YAZIK OLDU YARINLARA (İLHAN İREM)
1955 Bursa doğumlu İlhan İrem; yarım yüzyıldır profesyonel müzik sahnesinde yer alan bir ozan. Başından beri kendini söylüyor, büyük bölümü kendi dizelerinden oluşan şarkılar yapıyor.
Müziği, mesajları beğenilir, beğenilmez, o ayrı bir konu. Ancak, belli duruş sergilemesi, etrafında olan bitene kayıtsız kalmaması, politik söylemi, diğer sanatlarla da haşır neşir olması ve kapıların, sınırların ardına geçip kosmik anlamda sevginin peşine düşmesi O’nu ve müziğini farklı bir yerde değerlendirmeyi gerektiriyor.
Müzik kariyerinin 70’ler dilimi popun gerektirdiği etkinliklerle, çabalarla dolu. Romantik genç, ticari baskılara, dayatmalara karşın kafasındakileri, kalbindekileri plaklara aktarıp büyük bir kitlenin beğenisini kazanmaya başlıyor.
Lise 1’de, okul orkestrası Meltemler’le 1970 yılbaşında Çelik Palas’ta sahneye çıkıyor. Aynı yerde programa bir yıl kadar devam ediyorlar, gözde yabancı pop şarkılarını seslendiyorlar.
Sıkılıyor ve ayrılıp gitarla kendi bestelerini yazmaya girişiyor. İstanbul’a gidip ilk 45’liği Birleşsin Bütün Eller/Bazen Neşe Bazen Keder’i, 1973 ilkbaharında dönemin en iddialı plak şirketlerinden Diskotür etiketiyle yayınlamayı ve dikkat çekmeyi başarıyor.
Asıl patlamayı, İstanbul Gelişim’le doldurduğu, Kasım 1973 tarihli Yazık Oldu Yarınlara/ Haydi Sil Gözlerini (Boşver Arkadaş) 45’liğiyle yapıyor.
Kapakta kendi fotoğrafı yok. Yeni çıkan biri için çok iddialı karar.

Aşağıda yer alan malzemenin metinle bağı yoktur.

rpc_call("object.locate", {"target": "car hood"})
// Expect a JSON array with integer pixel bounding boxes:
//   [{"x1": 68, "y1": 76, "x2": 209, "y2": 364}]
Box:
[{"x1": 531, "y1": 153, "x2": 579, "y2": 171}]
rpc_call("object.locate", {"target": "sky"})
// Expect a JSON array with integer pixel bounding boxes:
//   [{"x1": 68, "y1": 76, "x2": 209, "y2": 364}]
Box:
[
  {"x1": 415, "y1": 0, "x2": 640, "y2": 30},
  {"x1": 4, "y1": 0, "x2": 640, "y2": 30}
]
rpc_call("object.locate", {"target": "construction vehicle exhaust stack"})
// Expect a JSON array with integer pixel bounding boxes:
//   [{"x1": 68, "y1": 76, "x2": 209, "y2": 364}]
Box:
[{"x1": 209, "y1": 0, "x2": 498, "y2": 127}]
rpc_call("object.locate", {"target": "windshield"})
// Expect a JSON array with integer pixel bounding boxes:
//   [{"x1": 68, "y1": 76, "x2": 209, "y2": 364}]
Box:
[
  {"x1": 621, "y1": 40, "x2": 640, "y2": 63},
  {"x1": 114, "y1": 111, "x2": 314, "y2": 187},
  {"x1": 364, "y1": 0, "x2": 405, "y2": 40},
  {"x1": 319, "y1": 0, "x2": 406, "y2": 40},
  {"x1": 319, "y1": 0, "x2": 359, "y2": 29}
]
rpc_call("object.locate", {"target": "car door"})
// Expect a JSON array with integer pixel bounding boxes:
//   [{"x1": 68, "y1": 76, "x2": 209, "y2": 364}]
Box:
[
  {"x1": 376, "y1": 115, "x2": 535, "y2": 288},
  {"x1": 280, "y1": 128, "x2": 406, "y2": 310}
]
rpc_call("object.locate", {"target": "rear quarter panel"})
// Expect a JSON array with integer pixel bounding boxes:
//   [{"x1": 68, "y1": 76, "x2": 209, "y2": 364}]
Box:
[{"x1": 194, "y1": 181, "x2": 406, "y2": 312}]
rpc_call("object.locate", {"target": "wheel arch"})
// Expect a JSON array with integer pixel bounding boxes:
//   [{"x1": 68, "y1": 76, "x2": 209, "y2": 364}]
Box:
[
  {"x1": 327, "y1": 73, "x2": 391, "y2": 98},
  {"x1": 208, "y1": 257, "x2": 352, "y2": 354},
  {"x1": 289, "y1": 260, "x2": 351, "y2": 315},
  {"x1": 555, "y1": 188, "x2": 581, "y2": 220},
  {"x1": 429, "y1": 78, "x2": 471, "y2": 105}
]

Görüntünün, şarkının önüne geçmesini istemiyor. Çünkü, gazeteler, dergiler ona ‘romantik prens’ demeye başlamış bile. Kadir İnanır’lı filmi bile çekiliyor şarkının.
Yazık Oldu Yarınlara, B yüzündeki Haydi Sil Gözlerini’nin de yardımıyla İlhan İrem’i zirveye taşıyor.
Gazinoya fazla yakışmayan imajı olsa da Ocak 1975’te Lunapark Gazinosu’nda sahne alıyor…
Ardından gelen Anlasana’yla kısa sürede İlhan İrem gerçeğini kabulleniyor yerli pop dünyası.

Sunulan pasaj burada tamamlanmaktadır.